A couple of hours pass by as the train gets speed and momentum. But the bogie is largely still empty. The sun begins to make its retreat along the western coast and ghats, and I go and sit next to an elderly gentleman staring out of the window, holding delicately a look of meditative concentration on his face…
Pic By Nithinnandakumaar (I take it personnally) [GFDL or CC-BY-SA-3.0], via Wikimedia Commons
‘Would you mind if I sit next to you, Sir?’ I ask, baring all my teeth in a wide grin. ‘By all means, by all means. Sure,’ the bespectacled gentleman responds. After exchanging a few pleasantries and introductions, we are engrossed in an conversation that’s hopping from one subject to another, just as the train changes tracks. The gentleman is Jacob Philip, professor of Physics at Cochin University of Science and Technology. He’s making a rather short journey to his home in Ernakulam. Well, it’s all of five hours, just one-eighth of my journey, I calculate quickly in my head. ‘Most passengers now are travelling shorter distances. You’ll see the real rush of long-distance passengers from Ernakulam,’ he tells me. He is right, for all I can see in the name of luggage with most people in the train are handbags, backpacks and briefcases.
Over the next three hours, as we savour the sights of a setting sun across farms and coconut groves, I tell the good professor that I hadn’t seen such a photogenic spread ever in my journeys. His lips break into a subtle smile.
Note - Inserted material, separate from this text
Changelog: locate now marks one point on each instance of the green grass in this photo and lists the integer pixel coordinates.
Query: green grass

‘Then you should have stayed longer. You’ve hardly seen the beauty Kerala possesses,’ he says, following it with an authorative advice of must-visit destinations on my next trip. The railway track is lined by coconut trees and thick green crust inching up the black soil. This green reverie is broken at regular intervals by small villages and settlements, a few farms and grazing cattle.
Rain in Ernakulam
I ask Philip about the overcast sky and what rain means to a state that receives plenty of precipitation. ‘It’s the pre-monsoon cloud cover and by next week we’ll start receiving good rainfall. We love the rain. Although persistent rainfall does make it a bit uncomfortable at times. In fact, our economy – from agriculture to electric powers depend largely on these showers,’ the professor tells me. Just then there is a slight drizzle visible through the window. Perhaps God was listening to our conversation.
Pic By Dhruvaraj S from India (Mazhayil….) [CC-BY-2.0 or CC-BY-SA-2.0], via Wikimedia Commons
The scenes outside are changing continuously. Set on a canvas of a setting sun, I see small hamlets, coconuts and banana plantations by the hundreds and beautiful backwaters completing the breathtaking vignettes of Kerala through my senses. Some backwaters are of a scale that can fool that can fool a northerner like me into believing that they are in fact large lakes or sections of coastal rivers. But Philip is there to correct me. After passing through five halts, the train arrives at Ernakulam. Its pitch dark now and the motivation to sit next to the window decreases continuously. As I bid Philip goodbye, we thank each other for the time well spent and a conversation well made.